Le suspense plane sur les élections cantonales genevoises. A 14h30, le chancelier Robert Hensler a donné les premières projections sur la base des procès verbaux d’une quinzaine de locaux de vote. Pour l’heure, l’Entente bourgeoise garde trois des sept sièges, idem pour les socialistes et les Verts, mais le septième fauteuil est très incertain. «Cela se joue entre les deux blocs droite-gauche et le Mouvement citoyens genevois», annonce Robert Hensler, chancelier de la République.

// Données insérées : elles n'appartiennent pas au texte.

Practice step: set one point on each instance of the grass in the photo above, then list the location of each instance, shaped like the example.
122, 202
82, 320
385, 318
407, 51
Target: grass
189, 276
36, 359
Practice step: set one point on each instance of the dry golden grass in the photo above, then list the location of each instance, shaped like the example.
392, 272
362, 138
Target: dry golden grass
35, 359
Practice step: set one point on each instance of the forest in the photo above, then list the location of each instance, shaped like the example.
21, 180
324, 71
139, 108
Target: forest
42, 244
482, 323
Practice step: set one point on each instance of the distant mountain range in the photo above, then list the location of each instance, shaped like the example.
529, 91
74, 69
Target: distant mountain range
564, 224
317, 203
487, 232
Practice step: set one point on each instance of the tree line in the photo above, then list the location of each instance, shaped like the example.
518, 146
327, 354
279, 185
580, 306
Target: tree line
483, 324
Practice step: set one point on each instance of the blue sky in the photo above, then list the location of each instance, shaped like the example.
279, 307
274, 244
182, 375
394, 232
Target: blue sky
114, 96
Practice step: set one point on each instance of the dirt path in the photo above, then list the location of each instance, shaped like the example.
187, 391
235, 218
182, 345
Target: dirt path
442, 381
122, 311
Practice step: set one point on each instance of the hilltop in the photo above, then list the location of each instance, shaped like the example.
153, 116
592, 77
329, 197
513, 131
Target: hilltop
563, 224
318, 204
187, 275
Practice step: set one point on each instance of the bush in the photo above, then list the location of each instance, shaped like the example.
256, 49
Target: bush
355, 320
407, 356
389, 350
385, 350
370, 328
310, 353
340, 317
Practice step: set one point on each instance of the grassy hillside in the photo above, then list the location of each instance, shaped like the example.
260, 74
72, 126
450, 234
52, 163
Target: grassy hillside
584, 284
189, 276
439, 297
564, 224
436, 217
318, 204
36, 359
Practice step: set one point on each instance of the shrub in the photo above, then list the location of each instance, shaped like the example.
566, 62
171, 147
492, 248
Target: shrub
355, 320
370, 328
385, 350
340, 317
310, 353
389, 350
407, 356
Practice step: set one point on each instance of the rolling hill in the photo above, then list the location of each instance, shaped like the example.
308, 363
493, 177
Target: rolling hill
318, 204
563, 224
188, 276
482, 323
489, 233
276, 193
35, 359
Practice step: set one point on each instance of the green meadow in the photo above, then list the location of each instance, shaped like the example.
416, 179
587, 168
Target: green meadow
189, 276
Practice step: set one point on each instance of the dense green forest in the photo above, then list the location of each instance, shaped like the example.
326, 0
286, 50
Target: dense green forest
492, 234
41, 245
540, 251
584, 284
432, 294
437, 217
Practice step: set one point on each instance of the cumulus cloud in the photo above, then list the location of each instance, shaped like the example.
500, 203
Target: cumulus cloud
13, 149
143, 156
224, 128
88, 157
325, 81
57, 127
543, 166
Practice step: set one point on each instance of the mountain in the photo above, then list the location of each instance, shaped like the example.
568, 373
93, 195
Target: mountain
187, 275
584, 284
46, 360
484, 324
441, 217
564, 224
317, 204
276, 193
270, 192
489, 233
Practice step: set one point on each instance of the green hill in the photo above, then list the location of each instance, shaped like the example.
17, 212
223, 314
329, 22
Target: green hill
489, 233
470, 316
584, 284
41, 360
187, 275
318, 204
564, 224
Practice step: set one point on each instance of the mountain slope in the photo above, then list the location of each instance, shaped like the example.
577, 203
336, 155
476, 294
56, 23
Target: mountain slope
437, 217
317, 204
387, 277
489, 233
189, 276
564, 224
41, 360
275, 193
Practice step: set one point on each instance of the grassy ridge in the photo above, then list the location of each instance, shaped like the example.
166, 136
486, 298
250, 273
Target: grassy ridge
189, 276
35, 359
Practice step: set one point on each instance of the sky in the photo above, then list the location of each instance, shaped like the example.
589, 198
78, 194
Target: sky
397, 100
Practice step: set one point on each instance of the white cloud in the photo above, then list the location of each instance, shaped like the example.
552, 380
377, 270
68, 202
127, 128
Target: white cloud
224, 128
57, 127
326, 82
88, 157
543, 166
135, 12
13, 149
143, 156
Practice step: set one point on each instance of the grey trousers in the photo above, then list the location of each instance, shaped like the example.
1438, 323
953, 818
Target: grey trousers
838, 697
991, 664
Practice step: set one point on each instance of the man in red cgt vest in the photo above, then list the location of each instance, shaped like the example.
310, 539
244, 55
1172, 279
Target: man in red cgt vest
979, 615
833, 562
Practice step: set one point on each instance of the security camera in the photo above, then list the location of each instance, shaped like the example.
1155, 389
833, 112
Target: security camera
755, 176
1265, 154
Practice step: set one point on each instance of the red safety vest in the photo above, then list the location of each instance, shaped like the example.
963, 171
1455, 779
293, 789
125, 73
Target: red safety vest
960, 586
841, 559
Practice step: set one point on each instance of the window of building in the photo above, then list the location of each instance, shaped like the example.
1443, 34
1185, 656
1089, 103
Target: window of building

Un premier classement se dégage à 15h05: en tête, le Vert David Hiler, suivi du radical François Longchamp, du PDC Pierre. François Unger, de la libérale Isabel Rochat. Viennent ensuite son colistier Mark Müller, et le socialiste Charles Beer. La lutte entre les deux femmes de gauche, la socialiste Véronique Pürro et la verte Michèle Künzler s’annonce et le longue: elles se talonnent. Quant au MCG, il n’est pas encore hors course. Si ce classement se confirme, cela signifiera que les Genevois ont souhaité confirmer la droitisation du parlement désigné le 11 octobre. La gauche perdrait la majorité qu’elle avait acquise il y a quatre ans pour la première fois depuis 1933.

Tout peut encore changer, mais on sait en tout cas que l’UDC est écartée. Selon le chancelier, un deuxième tour dans cette élection majoritaire où il faut atteindre un quorum de 33% pour passer la rampe, paraît «hautement improbable.» A l’heure où ne connaît que des résultats très provisoires, l’enjeu majeur de cette élection reste l’entrée ou non du MCG, parti anti-frontalier, au sein du gouvernement. Avec ses deux candidats, Eric Stauffer et Mauro Poggia, la formation populiste espère bien rafler le Département de la Police, laissé vacant par le socialiste Laurent Moutinot. Autre dicastère en jeu: celui du Territoire, que quitte le Vert Robert Cramer.